O avanço regulatório em torno da cannabis medicinal no Brasil abre um novo capítulo, mas também evidencia um ponto crítico: o desafio agora será garantir que a regulamentação avance com rigor técnico, transparência e compromisso social, evitando que lacunas na implementação comprometam a efetividade do novo marco e o acesso seguro dos pacientes às terapias.
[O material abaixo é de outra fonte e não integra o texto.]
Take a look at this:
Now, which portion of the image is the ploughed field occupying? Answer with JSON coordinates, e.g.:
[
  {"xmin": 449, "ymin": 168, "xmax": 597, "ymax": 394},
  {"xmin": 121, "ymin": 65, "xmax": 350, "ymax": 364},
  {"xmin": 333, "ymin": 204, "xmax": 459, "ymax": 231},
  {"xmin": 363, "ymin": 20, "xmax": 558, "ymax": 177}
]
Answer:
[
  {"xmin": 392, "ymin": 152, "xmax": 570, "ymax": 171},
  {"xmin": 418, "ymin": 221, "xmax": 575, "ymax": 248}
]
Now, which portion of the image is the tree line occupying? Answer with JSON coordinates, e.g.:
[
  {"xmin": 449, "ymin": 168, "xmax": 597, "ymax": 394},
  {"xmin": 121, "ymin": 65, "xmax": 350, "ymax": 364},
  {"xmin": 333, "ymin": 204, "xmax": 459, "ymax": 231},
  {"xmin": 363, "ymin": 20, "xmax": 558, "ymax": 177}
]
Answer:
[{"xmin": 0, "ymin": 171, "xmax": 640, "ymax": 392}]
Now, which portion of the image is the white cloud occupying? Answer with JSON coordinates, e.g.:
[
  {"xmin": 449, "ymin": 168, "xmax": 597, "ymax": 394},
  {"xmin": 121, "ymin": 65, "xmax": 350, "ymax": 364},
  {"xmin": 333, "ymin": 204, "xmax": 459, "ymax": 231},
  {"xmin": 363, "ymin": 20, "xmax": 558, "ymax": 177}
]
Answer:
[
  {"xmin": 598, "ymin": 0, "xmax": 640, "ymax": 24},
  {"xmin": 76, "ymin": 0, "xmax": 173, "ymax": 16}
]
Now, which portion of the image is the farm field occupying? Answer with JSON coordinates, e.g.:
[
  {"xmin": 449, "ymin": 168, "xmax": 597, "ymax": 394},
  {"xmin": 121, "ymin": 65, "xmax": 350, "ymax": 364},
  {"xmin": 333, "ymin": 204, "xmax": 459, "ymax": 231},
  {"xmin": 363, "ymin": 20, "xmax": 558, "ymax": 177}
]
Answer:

A avaliação é da especialista Dra. Graziani Izidoro, pesquisadora em ciências da saúde, com PhD em enfermagem e consultora na SGR8, que destaca ao Diário do Poder que o momento exige atenção redobrada para que a evolução normativa não perca consistência na prática.
“A decisão representa um marco relevante para o amadurecimento regulatório brasileiro. Não se trata de uso recreativo, mas de uma agenda sanitária e científica voltada à ampliação do acesso a terapias regulamentadas, com controle, rastreabilidade e responsabilidade institucional. Ao disciplinar o cultivo e a produção nacional, o Brasil reduz a dependência de insumos importados, estimula evidências científicas e fortalece um ambiente regulatório mais seguro para pacientes e profissionais de saúde”, afirmou.
A manifestação ocorre após a 1ª seção do Superior Tribunal de Justiça reconhecer que a União e a Agência Nacional de Vigilância Sanitária (Anvisa) cumpriram as determinações impostas pela Corte para regulamentar o cultivo e a produção de cannabis com finalidade medicinal e farmacêutica.
O colegiado acompanhou o voto da relatora, a ministra Regina Helena Costa, entendendo que houve a adoção de medidas normativas concretas, capazes de estruturar um novo regime regulatório e superar entraves anteriores.
Com a consolidação desse entendimento, Graziani aponta o país dá um passo relevante na construção de uma política sanitária mais robusta para o setor.
No entanto, ela alerta que a fase decisiva será a de implementação, quando o desenho regulatório precisará demonstrar, na prática, capacidade de garantir segurança, qualidade e acesso.